Malgré le déclin du tricot à la main professionnel, il y a eu un regain d'intérêt pour l'artisanat alors que les acheteurs deviennent plus conscients de la "slow fashion" et du "consumérisme éthique".

Le rapport Craft Intelligence 2021 a révélé que sept millions de personnes au Royaume-Uni aiment désormais tricoter. Environ un million ont repris le métier depuis le début de la pandémie de Covid.

Bernard a attribué une grande partie de cet intérêt au plongeur médaillé d'or olympique britannique Tom Daley, qui a été aperçu en train de tricoter et de crocheter pendant les Jeux.

Il partage régulièrement ses créations sur Instagram.

Les ventes d'artisanat ont bondi à plus de 3 milliards de livres sterling en 2019, selon un rapport du UK Craft Council en 2020.

Mais le prix moyen par objet est passé de 157 £ en 2006 à 124 £ en 2020. La plupart des artisans ont déclaré avoir réalisé moins de 30 000 £ de profit sur les ventes au cours du dernier exercice.

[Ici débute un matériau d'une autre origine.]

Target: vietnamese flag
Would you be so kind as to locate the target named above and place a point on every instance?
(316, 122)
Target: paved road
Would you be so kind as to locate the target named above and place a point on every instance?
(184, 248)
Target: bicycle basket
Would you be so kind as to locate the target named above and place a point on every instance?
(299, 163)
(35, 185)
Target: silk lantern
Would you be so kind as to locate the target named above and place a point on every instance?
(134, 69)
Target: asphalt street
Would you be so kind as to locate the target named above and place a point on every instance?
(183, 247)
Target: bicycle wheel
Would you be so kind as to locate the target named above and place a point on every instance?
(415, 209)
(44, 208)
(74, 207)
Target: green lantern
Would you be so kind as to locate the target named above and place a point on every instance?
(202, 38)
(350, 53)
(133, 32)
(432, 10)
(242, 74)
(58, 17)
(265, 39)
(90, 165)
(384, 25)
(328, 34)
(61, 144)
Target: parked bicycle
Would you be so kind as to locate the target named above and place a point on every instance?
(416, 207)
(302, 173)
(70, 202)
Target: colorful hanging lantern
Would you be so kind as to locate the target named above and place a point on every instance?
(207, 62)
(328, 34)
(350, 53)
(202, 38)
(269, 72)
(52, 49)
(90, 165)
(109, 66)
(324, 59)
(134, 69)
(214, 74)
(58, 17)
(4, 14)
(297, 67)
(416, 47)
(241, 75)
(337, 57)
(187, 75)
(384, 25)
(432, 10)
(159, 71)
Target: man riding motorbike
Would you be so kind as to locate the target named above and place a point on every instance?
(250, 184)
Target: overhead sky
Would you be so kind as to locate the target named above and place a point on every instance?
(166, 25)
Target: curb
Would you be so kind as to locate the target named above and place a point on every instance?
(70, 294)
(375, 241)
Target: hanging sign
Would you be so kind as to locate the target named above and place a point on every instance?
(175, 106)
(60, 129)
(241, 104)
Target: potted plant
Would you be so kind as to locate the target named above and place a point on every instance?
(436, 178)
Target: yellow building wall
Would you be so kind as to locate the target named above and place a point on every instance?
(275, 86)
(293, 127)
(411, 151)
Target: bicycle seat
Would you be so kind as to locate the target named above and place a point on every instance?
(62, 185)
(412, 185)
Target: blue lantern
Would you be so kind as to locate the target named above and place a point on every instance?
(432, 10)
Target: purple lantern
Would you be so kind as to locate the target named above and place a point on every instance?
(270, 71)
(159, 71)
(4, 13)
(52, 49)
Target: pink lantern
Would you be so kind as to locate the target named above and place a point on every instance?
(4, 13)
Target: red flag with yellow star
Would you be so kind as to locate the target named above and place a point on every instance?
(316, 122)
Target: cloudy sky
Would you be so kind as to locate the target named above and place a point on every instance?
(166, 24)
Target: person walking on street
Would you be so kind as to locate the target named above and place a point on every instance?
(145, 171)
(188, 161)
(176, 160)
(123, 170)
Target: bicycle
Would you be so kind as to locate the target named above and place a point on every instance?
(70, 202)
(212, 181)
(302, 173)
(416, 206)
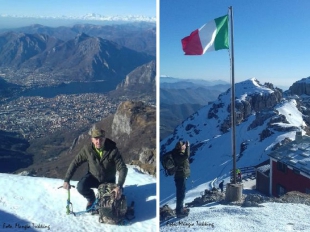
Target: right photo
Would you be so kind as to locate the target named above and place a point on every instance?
(234, 116)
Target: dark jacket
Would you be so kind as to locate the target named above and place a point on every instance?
(104, 168)
(181, 160)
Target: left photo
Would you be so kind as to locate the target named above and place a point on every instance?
(78, 115)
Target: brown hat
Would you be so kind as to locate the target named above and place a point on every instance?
(179, 145)
(95, 133)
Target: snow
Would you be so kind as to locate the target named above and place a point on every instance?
(271, 217)
(216, 217)
(212, 163)
(36, 204)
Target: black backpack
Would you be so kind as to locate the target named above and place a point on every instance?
(168, 164)
(111, 210)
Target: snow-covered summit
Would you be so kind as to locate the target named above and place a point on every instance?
(90, 17)
(36, 204)
(264, 121)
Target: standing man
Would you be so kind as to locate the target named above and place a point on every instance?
(181, 154)
(104, 160)
(221, 186)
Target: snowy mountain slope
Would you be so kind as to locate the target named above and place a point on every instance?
(256, 135)
(36, 204)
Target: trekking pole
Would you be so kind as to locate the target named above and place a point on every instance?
(68, 200)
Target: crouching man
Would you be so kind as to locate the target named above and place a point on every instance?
(104, 160)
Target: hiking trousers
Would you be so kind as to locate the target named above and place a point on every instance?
(180, 184)
(85, 186)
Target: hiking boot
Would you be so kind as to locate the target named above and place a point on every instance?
(183, 213)
(89, 205)
(90, 208)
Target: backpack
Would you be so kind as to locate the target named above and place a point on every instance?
(168, 164)
(166, 213)
(111, 210)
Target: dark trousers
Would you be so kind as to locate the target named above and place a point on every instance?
(180, 184)
(85, 184)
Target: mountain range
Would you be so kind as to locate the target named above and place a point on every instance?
(140, 37)
(179, 98)
(266, 116)
(35, 58)
(90, 17)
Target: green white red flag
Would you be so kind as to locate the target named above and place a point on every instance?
(212, 36)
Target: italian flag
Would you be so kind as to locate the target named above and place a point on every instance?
(212, 36)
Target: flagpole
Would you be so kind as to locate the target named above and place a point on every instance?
(233, 114)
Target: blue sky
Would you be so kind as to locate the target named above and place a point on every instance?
(78, 7)
(270, 40)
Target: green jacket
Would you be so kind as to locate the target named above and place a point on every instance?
(181, 160)
(104, 168)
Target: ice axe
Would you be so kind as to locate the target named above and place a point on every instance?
(69, 206)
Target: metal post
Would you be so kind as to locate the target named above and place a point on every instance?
(233, 114)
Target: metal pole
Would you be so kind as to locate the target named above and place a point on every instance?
(233, 114)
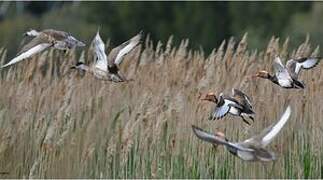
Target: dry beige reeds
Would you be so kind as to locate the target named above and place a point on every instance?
(58, 123)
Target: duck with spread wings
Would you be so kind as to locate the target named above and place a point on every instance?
(252, 149)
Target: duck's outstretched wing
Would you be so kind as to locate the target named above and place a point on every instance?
(223, 107)
(100, 56)
(295, 65)
(208, 137)
(242, 97)
(268, 134)
(117, 54)
(35, 46)
(282, 74)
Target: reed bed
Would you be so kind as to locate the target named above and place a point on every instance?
(57, 123)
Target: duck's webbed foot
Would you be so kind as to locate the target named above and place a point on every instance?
(252, 118)
(244, 120)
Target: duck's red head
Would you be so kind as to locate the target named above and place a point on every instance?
(262, 74)
(221, 135)
(210, 97)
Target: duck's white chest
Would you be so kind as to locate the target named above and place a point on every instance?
(247, 156)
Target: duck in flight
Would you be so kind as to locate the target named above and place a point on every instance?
(42, 40)
(238, 104)
(107, 67)
(252, 149)
(287, 76)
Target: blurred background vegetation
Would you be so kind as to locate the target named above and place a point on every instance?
(206, 24)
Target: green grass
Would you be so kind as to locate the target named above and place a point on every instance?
(79, 127)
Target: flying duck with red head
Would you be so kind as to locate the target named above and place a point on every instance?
(252, 149)
(287, 76)
(238, 104)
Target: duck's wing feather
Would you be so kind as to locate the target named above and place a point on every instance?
(223, 107)
(282, 74)
(117, 54)
(242, 97)
(268, 134)
(295, 65)
(100, 56)
(28, 53)
(208, 137)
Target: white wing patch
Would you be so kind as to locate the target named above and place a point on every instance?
(284, 78)
(34, 50)
(101, 58)
(124, 51)
(309, 63)
(276, 128)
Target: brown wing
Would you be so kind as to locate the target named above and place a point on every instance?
(242, 98)
(294, 66)
(41, 38)
(57, 35)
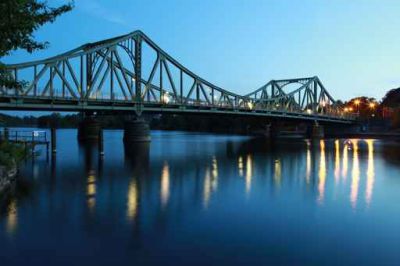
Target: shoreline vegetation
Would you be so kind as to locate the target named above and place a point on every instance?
(11, 155)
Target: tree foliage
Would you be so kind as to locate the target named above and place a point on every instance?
(392, 98)
(19, 20)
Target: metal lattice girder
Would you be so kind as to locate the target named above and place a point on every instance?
(132, 70)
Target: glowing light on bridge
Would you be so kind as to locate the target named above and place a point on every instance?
(372, 105)
(370, 172)
(12, 217)
(166, 98)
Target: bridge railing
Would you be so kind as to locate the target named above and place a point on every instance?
(132, 69)
(14, 135)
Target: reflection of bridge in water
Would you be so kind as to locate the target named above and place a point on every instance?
(152, 187)
(132, 74)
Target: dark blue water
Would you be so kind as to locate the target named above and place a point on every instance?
(193, 199)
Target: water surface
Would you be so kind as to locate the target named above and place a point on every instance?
(195, 199)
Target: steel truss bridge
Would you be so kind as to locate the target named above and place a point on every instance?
(131, 73)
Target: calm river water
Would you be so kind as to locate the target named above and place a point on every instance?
(198, 199)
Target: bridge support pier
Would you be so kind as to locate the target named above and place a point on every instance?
(317, 131)
(89, 129)
(136, 130)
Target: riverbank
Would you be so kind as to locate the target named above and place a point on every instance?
(7, 181)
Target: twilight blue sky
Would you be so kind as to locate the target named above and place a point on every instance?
(353, 46)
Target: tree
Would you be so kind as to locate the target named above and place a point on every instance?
(392, 98)
(18, 21)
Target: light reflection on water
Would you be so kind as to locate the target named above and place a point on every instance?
(176, 189)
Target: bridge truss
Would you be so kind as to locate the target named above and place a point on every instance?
(133, 74)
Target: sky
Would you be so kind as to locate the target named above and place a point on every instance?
(352, 46)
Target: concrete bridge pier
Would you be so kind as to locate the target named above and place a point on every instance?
(89, 129)
(136, 130)
(317, 131)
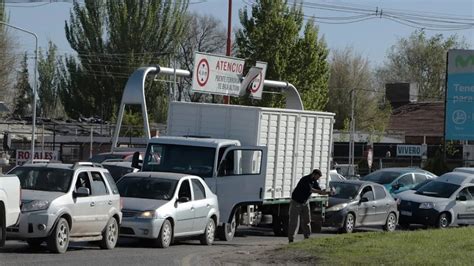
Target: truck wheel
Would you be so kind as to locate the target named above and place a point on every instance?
(391, 222)
(208, 237)
(165, 236)
(3, 228)
(58, 241)
(280, 225)
(226, 232)
(109, 235)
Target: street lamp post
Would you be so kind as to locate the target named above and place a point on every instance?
(33, 129)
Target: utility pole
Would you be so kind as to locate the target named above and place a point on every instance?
(229, 41)
(352, 133)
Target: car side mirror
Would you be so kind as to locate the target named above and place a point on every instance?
(183, 199)
(364, 199)
(462, 198)
(82, 192)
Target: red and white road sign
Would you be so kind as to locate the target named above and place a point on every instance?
(217, 74)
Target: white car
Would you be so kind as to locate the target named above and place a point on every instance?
(64, 203)
(163, 206)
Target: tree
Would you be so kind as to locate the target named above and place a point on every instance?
(49, 103)
(23, 91)
(113, 38)
(271, 33)
(8, 58)
(204, 34)
(350, 71)
(422, 60)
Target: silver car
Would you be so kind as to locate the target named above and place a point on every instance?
(164, 206)
(65, 202)
(447, 200)
(360, 203)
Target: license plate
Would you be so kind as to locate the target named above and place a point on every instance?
(406, 213)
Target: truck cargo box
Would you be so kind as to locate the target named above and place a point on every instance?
(297, 141)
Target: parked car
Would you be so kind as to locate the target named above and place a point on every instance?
(360, 203)
(119, 168)
(446, 201)
(113, 156)
(163, 206)
(65, 202)
(400, 179)
(10, 192)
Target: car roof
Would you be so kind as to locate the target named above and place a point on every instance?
(357, 182)
(458, 178)
(166, 175)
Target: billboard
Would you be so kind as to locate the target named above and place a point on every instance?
(459, 112)
(217, 74)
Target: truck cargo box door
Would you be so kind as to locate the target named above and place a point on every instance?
(241, 177)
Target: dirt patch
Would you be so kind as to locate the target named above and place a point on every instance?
(262, 255)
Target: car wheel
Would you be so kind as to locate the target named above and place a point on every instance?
(35, 242)
(58, 241)
(165, 236)
(349, 223)
(3, 228)
(391, 223)
(208, 237)
(226, 232)
(109, 235)
(443, 221)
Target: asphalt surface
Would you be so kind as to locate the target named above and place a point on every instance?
(131, 252)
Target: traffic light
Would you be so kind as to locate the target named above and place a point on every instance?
(7, 143)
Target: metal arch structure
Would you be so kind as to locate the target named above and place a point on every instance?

"Des conditions de marché plus égalitaires et moins de barrières à l'entrée pour les fabricants signifient que si plus de gens achètent maintenant de l'artisanat, ils achètent de l'artisanat à une valeur inférieure", indique le rapport.

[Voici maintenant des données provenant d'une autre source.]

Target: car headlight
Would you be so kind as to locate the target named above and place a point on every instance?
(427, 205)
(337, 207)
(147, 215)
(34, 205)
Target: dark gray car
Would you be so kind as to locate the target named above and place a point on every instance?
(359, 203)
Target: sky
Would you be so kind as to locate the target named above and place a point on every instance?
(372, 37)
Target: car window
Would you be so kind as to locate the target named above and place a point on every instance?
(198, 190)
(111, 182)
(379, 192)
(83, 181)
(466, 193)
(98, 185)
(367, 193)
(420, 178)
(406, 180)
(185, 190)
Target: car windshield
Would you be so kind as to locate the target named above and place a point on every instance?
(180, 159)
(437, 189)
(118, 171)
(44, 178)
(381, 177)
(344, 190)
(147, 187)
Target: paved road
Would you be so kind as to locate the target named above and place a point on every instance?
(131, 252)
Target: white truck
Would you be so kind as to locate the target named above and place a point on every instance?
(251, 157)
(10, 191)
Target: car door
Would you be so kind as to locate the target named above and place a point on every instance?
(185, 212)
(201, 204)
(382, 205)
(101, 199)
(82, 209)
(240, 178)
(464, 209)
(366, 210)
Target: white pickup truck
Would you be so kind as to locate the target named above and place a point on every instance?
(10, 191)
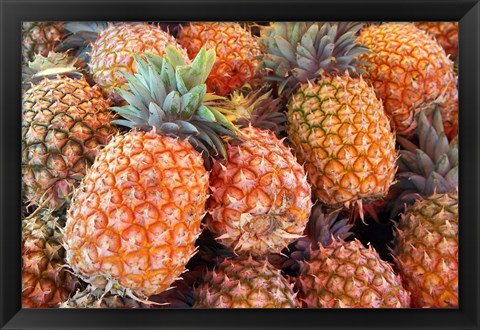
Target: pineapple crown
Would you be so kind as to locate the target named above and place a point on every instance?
(257, 108)
(50, 66)
(169, 96)
(322, 229)
(299, 52)
(81, 35)
(429, 168)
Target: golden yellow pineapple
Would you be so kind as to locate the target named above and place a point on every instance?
(336, 124)
(446, 34)
(245, 283)
(260, 196)
(426, 250)
(409, 70)
(45, 282)
(342, 135)
(65, 121)
(115, 46)
(237, 54)
(133, 222)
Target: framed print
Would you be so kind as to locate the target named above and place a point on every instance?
(250, 165)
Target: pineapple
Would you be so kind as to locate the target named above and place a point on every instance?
(258, 108)
(133, 222)
(65, 121)
(426, 250)
(430, 167)
(244, 283)
(260, 197)
(322, 227)
(45, 282)
(92, 297)
(409, 71)
(40, 38)
(446, 34)
(335, 122)
(115, 46)
(237, 54)
(179, 296)
(348, 275)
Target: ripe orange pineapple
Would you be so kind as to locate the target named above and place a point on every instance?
(237, 54)
(40, 38)
(446, 34)
(348, 275)
(114, 49)
(332, 273)
(245, 283)
(426, 250)
(260, 197)
(65, 121)
(336, 124)
(133, 222)
(409, 70)
(45, 283)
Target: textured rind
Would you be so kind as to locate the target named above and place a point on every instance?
(409, 71)
(426, 251)
(448, 106)
(44, 282)
(446, 34)
(40, 38)
(114, 49)
(237, 52)
(135, 218)
(260, 198)
(64, 123)
(348, 275)
(244, 283)
(340, 132)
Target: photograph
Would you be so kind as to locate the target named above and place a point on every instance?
(240, 164)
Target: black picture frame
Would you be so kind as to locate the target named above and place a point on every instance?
(13, 12)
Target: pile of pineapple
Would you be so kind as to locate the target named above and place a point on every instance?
(239, 165)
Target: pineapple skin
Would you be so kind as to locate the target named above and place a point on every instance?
(134, 220)
(446, 34)
(237, 51)
(426, 251)
(44, 282)
(348, 275)
(409, 70)
(260, 197)
(244, 283)
(340, 132)
(114, 49)
(65, 121)
(40, 38)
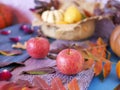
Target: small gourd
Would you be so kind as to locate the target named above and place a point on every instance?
(52, 16)
(115, 40)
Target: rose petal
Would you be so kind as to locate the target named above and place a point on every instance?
(5, 32)
(15, 39)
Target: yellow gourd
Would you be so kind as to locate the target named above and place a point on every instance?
(72, 15)
(52, 16)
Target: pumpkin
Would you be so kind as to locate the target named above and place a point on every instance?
(52, 16)
(5, 16)
(115, 40)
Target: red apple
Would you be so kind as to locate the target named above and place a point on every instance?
(70, 61)
(38, 47)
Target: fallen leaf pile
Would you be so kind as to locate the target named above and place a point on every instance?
(96, 54)
(39, 84)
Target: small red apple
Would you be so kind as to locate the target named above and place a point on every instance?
(38, 47)
(70, 61)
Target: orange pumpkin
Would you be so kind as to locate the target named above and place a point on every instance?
(115, 40)
(5, 16)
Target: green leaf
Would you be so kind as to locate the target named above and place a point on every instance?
(40, 71)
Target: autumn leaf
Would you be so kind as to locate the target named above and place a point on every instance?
(10, 86)
(10, 52)
(88, 64)
(40, 71)
(56, 84)
(39, 82)
(107, 68)
(117, 87)
(98, 68)
(73, 85)
(118, 69)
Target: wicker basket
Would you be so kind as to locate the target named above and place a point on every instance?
(77, 31)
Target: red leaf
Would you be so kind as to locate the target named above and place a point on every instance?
(10, 86)
(56, 84)
(39, 82)
(73, 85)
(23, 83)
(107, 68)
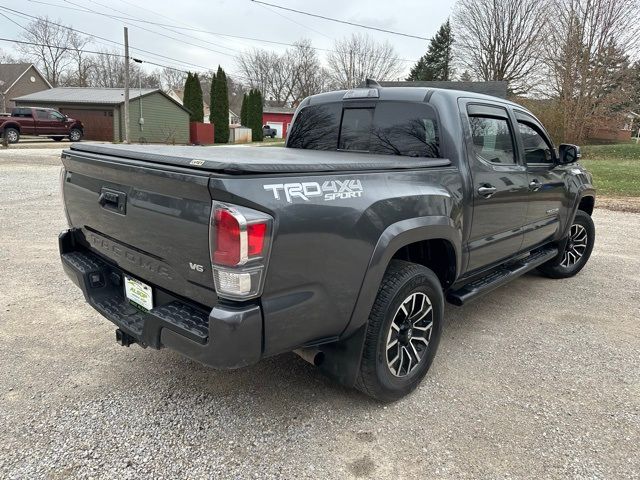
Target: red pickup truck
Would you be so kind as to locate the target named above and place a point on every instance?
(45, 122)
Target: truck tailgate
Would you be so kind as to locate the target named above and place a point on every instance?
(152, 221)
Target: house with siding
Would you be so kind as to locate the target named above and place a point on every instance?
(17, 79)
(154, 117)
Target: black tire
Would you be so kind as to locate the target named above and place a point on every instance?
(75, 135)
(564, 266)
(376, 377)
(12, 135)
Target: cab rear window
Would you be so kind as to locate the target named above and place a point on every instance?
(388, 128)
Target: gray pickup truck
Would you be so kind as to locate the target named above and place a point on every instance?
(342, 247)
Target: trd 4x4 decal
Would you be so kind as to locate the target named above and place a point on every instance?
(328, 190)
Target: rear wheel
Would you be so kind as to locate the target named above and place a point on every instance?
(403, 332)
(579, 246)
(12, 135)
(75, 135)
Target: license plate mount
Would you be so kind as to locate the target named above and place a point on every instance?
(138, 293)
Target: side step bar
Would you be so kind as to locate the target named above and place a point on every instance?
(499, 277)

En conséquence, les artisans hautement qualifiés doivent "différencier leurs compétences pour justifier leurs prix plus élevés", a-t-il ajouté.

Aux Shetland, les habitants ont commencé à échanger des tricots contre des fournitures comme la farine et le sucre avec les pêcheurs de passage il y a des siècles.

Mais dans son fauteuil, aiguilles en l'air et récurant son livre de patrons, Tindall dit qu'il y a plus que gagner sa vie.

"Le tricot est tout pour moi - sans ça, eh bien, je ne sais pas ce que j'aurais", sourit-elle, et le bruit des aiguilles qui cliquent remplit l'air.